Cilantro is an herb that belongs to the parsley family, and is also referred to as Mexican parsley or Chinese parsley.The seeds that cilantro grows from are called coriander seeds. The herb originated in southwestern Europe, and was cultivated as early as 5,000 B.C. Ancient Egyptians used cilantro, and the Bible refers to coriander seed (Exodus 16:31). Cilantro grown in the garden can be transplanted into small containers.
Fill flower pots half full with potting mix. Create a small well in the center of the potting mix to create a cup for the cilantro plant's root ball.
Use a hand trowel to carefully dig up the earth around a bunch of cilantro. The plant's root system is very thin and delicate. It is impossible to keep all of the roots unbroken, but with careful digging, most roots remain healthy and intact.

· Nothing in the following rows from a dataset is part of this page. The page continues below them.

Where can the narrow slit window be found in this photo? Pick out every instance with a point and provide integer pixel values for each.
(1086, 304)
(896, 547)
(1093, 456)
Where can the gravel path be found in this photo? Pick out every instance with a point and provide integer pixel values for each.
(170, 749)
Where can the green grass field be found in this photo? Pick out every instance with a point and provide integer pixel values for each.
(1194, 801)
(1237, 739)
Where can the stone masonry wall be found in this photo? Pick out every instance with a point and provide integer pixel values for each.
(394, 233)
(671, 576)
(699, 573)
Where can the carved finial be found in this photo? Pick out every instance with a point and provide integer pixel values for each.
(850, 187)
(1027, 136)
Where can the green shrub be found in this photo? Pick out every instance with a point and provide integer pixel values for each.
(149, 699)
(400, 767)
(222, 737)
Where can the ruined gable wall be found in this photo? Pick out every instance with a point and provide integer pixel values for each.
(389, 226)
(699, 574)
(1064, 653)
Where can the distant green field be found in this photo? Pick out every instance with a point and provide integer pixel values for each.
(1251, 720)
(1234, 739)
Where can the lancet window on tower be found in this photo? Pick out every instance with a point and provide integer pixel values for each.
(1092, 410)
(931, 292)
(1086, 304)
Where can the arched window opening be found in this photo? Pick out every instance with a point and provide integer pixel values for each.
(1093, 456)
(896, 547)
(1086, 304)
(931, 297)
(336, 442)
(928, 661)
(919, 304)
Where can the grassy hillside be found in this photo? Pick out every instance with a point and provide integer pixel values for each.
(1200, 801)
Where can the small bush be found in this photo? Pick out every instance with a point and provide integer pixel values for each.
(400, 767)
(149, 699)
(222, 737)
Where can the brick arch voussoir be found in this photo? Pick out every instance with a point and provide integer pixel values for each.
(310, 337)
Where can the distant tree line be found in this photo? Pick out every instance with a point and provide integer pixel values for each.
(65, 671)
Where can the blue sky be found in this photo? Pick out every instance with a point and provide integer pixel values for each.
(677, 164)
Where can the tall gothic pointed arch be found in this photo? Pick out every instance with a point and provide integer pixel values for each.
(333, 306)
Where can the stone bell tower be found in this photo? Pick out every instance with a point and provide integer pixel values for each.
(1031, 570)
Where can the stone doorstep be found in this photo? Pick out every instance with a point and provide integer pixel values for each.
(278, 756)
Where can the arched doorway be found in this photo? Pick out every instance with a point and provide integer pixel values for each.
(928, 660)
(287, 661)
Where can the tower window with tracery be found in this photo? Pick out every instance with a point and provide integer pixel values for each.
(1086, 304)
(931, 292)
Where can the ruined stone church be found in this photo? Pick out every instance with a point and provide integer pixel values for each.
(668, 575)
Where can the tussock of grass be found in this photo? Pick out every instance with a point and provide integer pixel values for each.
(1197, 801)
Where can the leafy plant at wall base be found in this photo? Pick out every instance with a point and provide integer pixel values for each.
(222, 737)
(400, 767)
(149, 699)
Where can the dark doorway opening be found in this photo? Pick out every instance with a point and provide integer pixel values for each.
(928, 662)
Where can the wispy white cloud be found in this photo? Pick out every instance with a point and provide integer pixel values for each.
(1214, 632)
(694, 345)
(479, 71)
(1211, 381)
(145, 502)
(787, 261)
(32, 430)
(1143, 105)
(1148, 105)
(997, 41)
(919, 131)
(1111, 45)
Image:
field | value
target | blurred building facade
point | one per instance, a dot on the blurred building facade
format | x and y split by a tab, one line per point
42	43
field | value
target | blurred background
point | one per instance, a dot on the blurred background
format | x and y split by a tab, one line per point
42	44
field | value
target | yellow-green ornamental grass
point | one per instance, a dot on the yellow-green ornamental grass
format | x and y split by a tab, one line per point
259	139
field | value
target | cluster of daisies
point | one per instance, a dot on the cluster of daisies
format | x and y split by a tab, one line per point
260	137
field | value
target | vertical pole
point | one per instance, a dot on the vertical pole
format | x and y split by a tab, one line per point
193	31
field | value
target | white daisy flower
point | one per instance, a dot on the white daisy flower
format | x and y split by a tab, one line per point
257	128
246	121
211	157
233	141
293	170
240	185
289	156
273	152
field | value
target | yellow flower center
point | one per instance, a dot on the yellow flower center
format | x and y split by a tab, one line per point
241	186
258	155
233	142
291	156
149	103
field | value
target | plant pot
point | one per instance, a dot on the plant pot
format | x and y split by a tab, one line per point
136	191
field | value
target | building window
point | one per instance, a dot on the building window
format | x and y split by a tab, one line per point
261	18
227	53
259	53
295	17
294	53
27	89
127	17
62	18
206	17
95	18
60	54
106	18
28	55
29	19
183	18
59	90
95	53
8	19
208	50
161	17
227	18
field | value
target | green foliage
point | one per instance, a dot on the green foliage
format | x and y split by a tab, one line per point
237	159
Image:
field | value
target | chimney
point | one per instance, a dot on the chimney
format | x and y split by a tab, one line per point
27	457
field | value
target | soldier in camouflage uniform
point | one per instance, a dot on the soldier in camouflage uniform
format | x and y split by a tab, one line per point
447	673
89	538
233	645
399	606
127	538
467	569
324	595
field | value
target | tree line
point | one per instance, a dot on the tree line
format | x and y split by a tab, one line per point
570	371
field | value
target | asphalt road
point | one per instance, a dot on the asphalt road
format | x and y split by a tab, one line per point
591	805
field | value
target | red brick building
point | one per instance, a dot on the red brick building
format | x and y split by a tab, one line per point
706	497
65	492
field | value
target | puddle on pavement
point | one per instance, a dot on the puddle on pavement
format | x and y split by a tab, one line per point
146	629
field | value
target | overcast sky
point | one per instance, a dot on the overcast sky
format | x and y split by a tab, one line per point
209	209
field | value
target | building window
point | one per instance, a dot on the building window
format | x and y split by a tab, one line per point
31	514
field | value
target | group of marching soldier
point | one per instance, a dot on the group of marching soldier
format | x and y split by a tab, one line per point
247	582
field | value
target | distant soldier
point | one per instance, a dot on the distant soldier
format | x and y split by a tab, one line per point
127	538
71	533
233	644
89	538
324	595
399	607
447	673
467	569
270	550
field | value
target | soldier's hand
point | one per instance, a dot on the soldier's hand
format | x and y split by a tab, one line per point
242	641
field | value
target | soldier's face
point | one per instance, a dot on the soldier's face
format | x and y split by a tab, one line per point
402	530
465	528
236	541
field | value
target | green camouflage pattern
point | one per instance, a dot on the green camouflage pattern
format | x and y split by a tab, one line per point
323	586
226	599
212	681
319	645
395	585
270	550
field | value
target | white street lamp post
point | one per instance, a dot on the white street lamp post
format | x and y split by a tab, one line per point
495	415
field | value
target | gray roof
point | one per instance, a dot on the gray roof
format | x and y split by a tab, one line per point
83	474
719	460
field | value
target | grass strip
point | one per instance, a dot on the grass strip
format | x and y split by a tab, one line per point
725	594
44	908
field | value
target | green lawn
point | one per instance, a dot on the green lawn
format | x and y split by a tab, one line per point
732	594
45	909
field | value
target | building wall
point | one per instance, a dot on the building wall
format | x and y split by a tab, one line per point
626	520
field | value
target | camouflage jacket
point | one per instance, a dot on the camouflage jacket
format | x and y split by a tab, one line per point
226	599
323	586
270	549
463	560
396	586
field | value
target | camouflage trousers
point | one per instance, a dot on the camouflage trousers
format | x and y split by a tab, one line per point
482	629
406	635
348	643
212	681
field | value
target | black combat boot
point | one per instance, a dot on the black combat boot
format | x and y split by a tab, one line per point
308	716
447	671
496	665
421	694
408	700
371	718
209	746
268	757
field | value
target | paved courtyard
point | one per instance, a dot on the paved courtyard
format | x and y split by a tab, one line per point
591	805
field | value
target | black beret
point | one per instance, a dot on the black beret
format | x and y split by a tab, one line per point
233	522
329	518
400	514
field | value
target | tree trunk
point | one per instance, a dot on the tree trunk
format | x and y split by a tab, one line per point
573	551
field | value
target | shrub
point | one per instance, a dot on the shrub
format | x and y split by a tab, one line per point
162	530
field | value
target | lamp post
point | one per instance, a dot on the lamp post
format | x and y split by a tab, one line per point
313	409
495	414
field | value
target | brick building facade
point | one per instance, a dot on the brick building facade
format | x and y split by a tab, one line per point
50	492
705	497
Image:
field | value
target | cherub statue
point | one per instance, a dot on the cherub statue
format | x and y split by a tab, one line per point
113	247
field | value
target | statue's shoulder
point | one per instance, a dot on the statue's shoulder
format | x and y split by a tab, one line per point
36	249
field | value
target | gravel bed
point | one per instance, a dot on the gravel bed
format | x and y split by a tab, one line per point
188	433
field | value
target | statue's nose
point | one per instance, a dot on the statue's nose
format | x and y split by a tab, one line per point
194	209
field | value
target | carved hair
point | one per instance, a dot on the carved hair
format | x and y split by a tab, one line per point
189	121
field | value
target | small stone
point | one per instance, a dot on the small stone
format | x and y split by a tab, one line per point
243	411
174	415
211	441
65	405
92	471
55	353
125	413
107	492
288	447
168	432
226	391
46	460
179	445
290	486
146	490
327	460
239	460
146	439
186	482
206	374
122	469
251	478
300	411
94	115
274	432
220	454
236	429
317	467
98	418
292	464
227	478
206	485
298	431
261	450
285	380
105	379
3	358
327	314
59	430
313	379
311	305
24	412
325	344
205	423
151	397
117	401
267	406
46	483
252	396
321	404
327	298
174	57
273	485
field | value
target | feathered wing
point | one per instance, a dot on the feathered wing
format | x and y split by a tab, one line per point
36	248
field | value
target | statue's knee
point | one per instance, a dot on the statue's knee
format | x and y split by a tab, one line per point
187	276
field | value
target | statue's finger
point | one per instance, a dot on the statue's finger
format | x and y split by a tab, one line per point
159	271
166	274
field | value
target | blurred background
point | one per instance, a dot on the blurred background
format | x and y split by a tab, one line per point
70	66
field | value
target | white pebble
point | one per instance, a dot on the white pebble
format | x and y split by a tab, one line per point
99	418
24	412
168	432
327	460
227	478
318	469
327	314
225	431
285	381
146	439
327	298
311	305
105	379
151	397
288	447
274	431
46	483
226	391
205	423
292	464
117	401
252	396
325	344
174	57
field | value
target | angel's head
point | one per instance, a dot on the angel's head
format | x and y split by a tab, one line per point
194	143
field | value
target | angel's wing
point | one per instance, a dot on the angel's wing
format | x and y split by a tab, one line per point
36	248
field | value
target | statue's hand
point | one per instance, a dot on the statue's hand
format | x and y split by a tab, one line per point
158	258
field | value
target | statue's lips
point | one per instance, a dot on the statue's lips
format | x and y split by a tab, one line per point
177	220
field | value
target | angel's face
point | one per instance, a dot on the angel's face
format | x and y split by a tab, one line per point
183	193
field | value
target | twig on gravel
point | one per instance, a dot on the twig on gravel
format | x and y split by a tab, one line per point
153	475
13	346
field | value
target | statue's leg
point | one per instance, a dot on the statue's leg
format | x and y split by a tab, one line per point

Shake excess soil from the roots of the cilantro plant. If the soil was unusually hard and clay-like, rinse the roots in a pot of water to remove the hard soil deposits.
Place the root ball into the potting and mix well in the center of the flower pot. Use your fingers to fan out the roots evenly.
Fill the rest of the flower pot with more potting mix. Do not tamp the potting mix down. Water to moisten the potting mix. Rewater when the potting mix feels dry to the touch.